More than any other factor the Arab-Israeli conflict has colored Middle Eastern studies in a rather unfortunate way. The main academic forum for the study of the Middle East, the Middle East Studies Association of North America, founded in 1966, has come under increased criticism for its alleged anti-Israeli attitudes, long before the emergence of the so-called “Islamic threat”. Debate rages between two groups of experts: those who are concerned about safeguarding a minimum degree of academic independence within the universities, and those who warn of a growing Islamic threat as the major force seeking to undermine Western values of democracy and freedom. Developments since September 11 have tended to favor the latter tendency with the prevailing security concerns and the political ascendancy of the neo-conservatives. Among the possible repercussions on the field one might mention the possible diversion of funding from the universities, usually considered to be the hot-bed of leftist or liberal intellectuals, to the more cooperative and docile think tanks. Another possible repercussion on academia might be a tighter control by the government over funds allocated to Middle Eastern studies. Lately the House of Representatives, after intensive lobbying by the neo-conservatives who argue that Middle Eastern studies in the U.S. tend to be anti-Israeli and anti-American, adopted a bill that would create an advisory board to ensure that federal money is well spent. Many members of the academia have already expressed their fears that the presence of such an advisory board might limit their freedom in both teaching and research. Actually the proponents of this bill known as bill HR 3077 have made it clear that they prefer federal money to be used not so much in research or recruiting new faculty but rather in raising the number of graduate students with practical expertise on the Muslim world with the hope that they would join government service.

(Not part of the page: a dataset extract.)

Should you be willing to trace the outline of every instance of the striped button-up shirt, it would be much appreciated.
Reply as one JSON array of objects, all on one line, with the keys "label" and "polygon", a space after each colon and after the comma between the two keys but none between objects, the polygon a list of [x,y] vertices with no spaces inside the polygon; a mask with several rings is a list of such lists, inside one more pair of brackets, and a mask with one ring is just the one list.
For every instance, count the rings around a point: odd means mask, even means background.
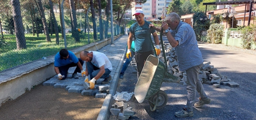
[{"label": "striped button-up shirt", "polygon": [[196,34],[189,24],[180,21],[176,30],[170,31],[175,40],[179,42],[175,49],[180,71],[184,72],[204,62]]}]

But events after September 11 have also prompted the Federal authorities to allocate additional funds for the promotion of a better knowledge of the Middle East. Perhaps the most important U.S. government program is the Fulbright Scholar Program which has brought an increasing number of scholars from the region to American colleges and universities. Sometimes these Fulbright scholars from abroad contribute to a growing awareness of Middle Eastern issues among their American colleagues and occasionally, the presence of a Middle Eastern Fulbright visitor encourages a university or a college to hire someone in the field. More recently, and as a result of the terrorist attacks of September 11, the Fulbright program has launched a new short-term formula by which U.S. colleges are allowed to enrich their international programs by having a Muslim scholar on their campus for a period that does not exceed 6 weeks. So in the few years to come Middle Eastern Studies might witness the granting of additional federal and corporate funds even if the use of these funds might become function of the government’s present priorities in its war on terrorism.

 

Short Bibliography

Richard Bulliet, “Rhetoric, Discourse and the Future of Hope” in Aslam Syed ed., Islam: Enduring Myths and Changing Realities, published in The Annals of the American Academy of Political and Social Science, vol. 588 (July 2003), pp. 10-17.

Fawaz A. Gerges, “Islam and MU.S.lims in the Mind of America” in Aslam Syed ed., Islam: Enduring Myths and Changing Realities, published in The Annals of the American Academy of Political and Social Science, vol. 588 (July 2003), pp. 73-89.

Amin Seikal, Islam and the West: Conflict or Cooperation? Palgrave, NY, 2003.

Wilson, Evan M., Decision on Palestine: How the U.S. Came to Recognize Israel, Hoover Institution Press, Stanford, California, 1979.